Summer Bootcamp prepares undergraduates for work with big data

The Big Data Summer Bootcamp is a six-week interdisciplinary training and research program at the University of Michigan.

Students working in the Data Mining group at the bootcamp Enlarge
Students working in the Data Mining group at the bootcamp

Datasets of enormous complexity and size are being generated in the diverse areas of genomics, imaging, electronic health records, social media and environmental monitoring. The insights obtained from these massive data sources will inform the prevention and treatment of human diseases and play a major role in biology, medicine, and public health in the coming decade. But more training is needed to prepare the next generation of leaders to tackle these challenges.

The Big Data Summer Bootcamp is a six-week interdisciplinary training and research program at the University of Michigan, co-designed by Prof. Barzan Mozafari and his collaborators from other departments to introduce undergraduate students to the growing number of approaches to big data.

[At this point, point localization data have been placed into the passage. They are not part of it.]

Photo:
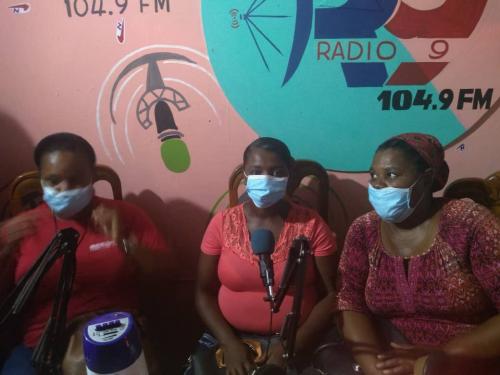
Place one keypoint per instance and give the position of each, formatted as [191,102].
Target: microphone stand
[296,269]
[48,354]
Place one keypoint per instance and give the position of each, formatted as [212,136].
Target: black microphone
[262,241]
[269,370]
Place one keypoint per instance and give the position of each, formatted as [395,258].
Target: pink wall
[56,74]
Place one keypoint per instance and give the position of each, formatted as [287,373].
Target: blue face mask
[66,204]
[392,204]
[265,190]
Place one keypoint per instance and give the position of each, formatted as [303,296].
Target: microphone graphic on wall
[174,151]
[157,101]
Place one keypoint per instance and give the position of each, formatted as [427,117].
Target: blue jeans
[19,362]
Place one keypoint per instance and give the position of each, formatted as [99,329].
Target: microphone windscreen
[262,241]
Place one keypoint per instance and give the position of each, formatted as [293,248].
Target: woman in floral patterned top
[429,266]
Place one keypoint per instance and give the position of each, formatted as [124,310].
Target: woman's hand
[237,358]
[108,222]
[276,352]
[401,359]
[15,229]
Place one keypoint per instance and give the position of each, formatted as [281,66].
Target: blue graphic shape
[303,25]
[315,113]
[355,19]
[364,74]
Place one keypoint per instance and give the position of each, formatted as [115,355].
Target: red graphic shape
[453,19]
[419,73]
[120,31]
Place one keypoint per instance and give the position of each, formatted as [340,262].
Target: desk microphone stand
[48,354]
[296,269]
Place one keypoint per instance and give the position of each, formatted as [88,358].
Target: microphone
[262,241]
[269,370]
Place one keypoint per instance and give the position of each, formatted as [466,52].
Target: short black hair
[413,156]
[272,145]
[64,142]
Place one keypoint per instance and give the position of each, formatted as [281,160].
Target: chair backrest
[25,191]
[301,170]
[483,191]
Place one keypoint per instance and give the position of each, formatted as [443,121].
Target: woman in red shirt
[229,294]
[117,244]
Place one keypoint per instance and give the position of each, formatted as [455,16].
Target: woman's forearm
[361,336]
[482,341]
[7,269]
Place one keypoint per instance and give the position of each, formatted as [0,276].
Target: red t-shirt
[104,278]
[241,293]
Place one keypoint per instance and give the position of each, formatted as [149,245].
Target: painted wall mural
[170,92]
[153,102]
[348,74]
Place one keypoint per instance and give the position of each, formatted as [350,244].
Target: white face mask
[393,204]
[265,190]
[66,204]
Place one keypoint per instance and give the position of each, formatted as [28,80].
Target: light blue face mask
[392,204]
[66,204]
[265,190]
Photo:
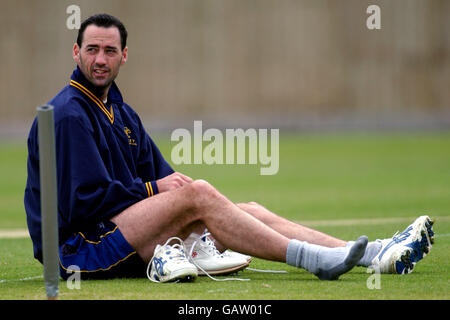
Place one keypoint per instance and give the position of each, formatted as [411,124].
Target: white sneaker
[169,263]
[204,254]
[401,253]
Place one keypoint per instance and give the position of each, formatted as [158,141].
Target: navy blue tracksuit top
[106,161]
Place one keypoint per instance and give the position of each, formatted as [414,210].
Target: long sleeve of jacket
[86,189]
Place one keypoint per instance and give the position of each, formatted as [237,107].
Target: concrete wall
[279,63]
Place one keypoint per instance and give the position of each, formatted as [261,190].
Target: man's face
[100,55]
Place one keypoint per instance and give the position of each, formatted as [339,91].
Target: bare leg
[290,229]
[179,212]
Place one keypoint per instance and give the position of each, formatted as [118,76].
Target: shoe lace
[178,254]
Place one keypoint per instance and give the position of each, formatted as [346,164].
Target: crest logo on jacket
[131,141]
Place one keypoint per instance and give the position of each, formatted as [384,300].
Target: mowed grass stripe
[23,233]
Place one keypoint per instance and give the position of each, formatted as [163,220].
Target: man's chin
[101,84]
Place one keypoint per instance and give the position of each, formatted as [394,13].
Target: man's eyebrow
[97,46]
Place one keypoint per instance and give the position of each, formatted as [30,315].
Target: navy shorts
[100,252]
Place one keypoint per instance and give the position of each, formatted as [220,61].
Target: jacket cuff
[151,188]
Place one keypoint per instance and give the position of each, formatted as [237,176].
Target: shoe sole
[223,272]
[417,249]
[185,275]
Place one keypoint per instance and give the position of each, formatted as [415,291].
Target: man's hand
[173,181]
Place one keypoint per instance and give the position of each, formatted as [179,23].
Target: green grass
[350,177]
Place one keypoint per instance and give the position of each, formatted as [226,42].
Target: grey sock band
[294,253]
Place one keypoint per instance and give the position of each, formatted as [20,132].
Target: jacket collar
[114,94]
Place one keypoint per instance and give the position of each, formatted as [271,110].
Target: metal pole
[49,200]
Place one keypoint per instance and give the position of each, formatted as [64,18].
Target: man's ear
[124,56]
[76,53]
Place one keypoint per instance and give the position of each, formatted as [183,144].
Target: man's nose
[100,58]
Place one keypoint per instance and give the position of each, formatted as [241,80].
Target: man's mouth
[100,72]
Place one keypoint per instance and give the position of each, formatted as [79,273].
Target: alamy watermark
[235,146]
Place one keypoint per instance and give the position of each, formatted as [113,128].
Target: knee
[202,193]
[202,187]
[252,205]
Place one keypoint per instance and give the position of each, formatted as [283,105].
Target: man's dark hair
[103,20]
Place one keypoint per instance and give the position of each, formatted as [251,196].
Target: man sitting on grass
[119,200]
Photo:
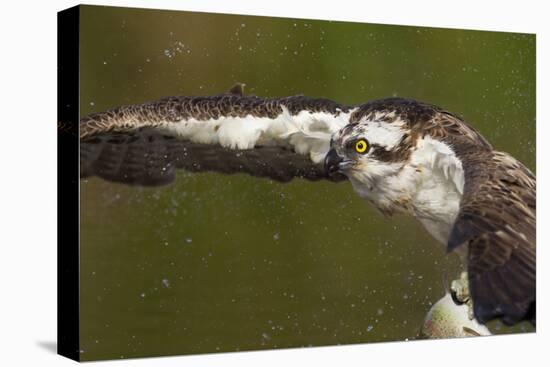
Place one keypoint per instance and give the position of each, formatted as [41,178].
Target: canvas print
[250,182]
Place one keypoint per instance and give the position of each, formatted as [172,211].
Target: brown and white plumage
[421,160]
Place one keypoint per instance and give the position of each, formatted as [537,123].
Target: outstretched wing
[497,221]
[145,144]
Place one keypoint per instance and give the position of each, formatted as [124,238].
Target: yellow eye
[361,146]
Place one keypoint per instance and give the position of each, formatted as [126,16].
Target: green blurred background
[225,263]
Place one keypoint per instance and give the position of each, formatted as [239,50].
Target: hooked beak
[334,163]
[332,160]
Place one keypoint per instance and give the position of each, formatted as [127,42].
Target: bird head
[374,151]
[371,149]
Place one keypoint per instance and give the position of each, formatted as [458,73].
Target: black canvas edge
[68,196]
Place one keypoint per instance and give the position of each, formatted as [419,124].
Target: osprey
[400,155]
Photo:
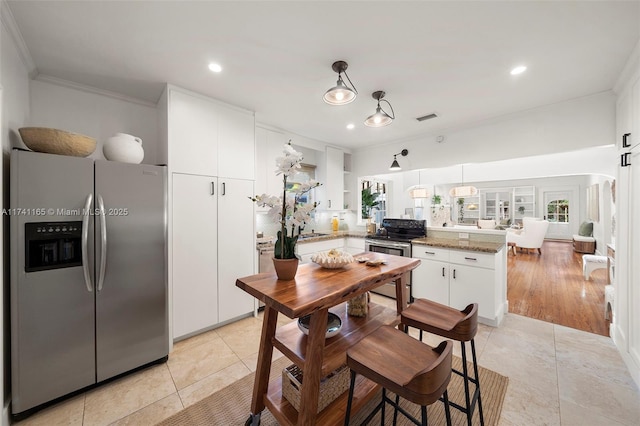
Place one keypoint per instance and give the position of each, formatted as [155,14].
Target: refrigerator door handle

Over the course of the camp, students gain a comprehensive overview of the field of big data by attending a variety of lectures in the mornings and working on research projects in the afternoons. Each Friday, the students take part in professional preparation activities and attend journey lectures, which showcase the academic journeys of researchers at different stages of their careers in data science, at lunch.

At the conclusion of the bootcamp, the students present their work and learn about other student projects at a research symposium and attend a professional development workshop. Throughout the program, the students have the unique opportunity to interact with distinguished faculty and graduate students from the U-M departments of biostatistics, information science, statistics, and electrical engineering and computer science.

The application for the 2016 summer bootcamp opened on December 15, 2015 and closed on March 15, 2016. The camp received 228 applications and admitted 45 students from diverse backgrounds: 46.6% male, 53.4% female, and 22.2% underrepresented minorities majoring in Computer Science, Math, Biology, Statistics, Biostatistics and other disciplines. 20% of the students were from UM and 80% were from other schools in the US or abroad. There is no cost to attend. All accepted participants receive a stipend to cover their travel, housing, and meals.

Prof. Mozafari received his PhD in Computer Science from the University of California Los Angeles in 2011. He joined the faculty of CSE at the University of Michigan in 2013 after two years as a postdoctoral researcher at Massachusetts Institute of Technology in the CSAIL Lab. Prof. Mozafari has won several awards and fellowships, including Best Paper Awards at SIGMOD 2012 and EuroSys 2013. He was awarded an NSF CAREER award in 2016. He is affiliated with the Database Research Group and the Software Systems Lab in CSE and the Center for Data-Driven Computational Physics at the Michigan Institute for Computational Discovery and Engineering (MICDE).